"Angelegenheiten der Tagesordnung dürfen nicht Gegenstand der Fragestunde sein" - so sieht es bislang die Hauptsatzung der Gemeinde Bördeland vor. Und so wird es auch weiterhin sein. Helmut Bartlog (Linke) hätte es gern anders gesehen.

Biere l Als die Hauptsatzung während der jüngsten Gemeinderatssitzung in Biere zur Beschlussfassung stand, fragte Helmut Bartlog in die Runde: "Welche Haltung nehmen wir als Rat ein? Wollen wir den mitdenkenden Bürger oder den verdrossenen?" Damit zielte er auf den Passus in der Hauptsatzung der Gemeinde Bördeland ab, der beinhaltet, dass Angelegenheiten der Tagesordnung nicht Gegenstand der Einwohnerfragestunde sein dürfen. Sprich: Bürger können während der Einwohnerfragestunde alles Mögliche erfragen, nur nicht zu Themen, die während der Sitzung beraten und/oder beschlossen werden sollen. Diese Regelung gilt in vielen Kommunen.

Eine "unkluge Methode", findet Bartlog. In der Praxis sei es doch so, dass sich die Bürger über die Tagesordnung informieren und zur Sitzung gehen, weil sie etwas, dass während dieser beraten werden soll, ansprechen wollen. "Und wir sagen dann: Das geht nicht", stellt er kopfschüttelnd fest. Für ihn sei das nicht nachvollziehbar. Zumal: "Nicht der Gesetzgeber zwingt uns dazu, sondern wir uns selbst. Immerhin ist es nur eine Empfehlung, es so zu handhaben. Wir selbst sind frei in der Entscheidung", erklärte der Bierer.

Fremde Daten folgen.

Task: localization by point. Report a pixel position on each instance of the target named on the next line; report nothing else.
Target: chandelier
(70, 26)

Aus diesem Grund stellte Bartlog den Antrag, den entsprechenden Passus zu streichen - "im Sinne der Emanzipation überholter Verkrustungen", wie er betonte.

Hauptamtsleiterin Ursula Weck zitierte die Gemeindeordnung. Darin heiße es diesbezüglich unter anderem, dass "die Bürger die Mandatsträger nicht beeinflussen sollen". Deshalb seien Äußerungen zu anstehenden Themen nicht gewünscht. Daraufhin argumentierte Bartlog, dass dieses Rechtsverständnis aus den 1990er Jahren sei.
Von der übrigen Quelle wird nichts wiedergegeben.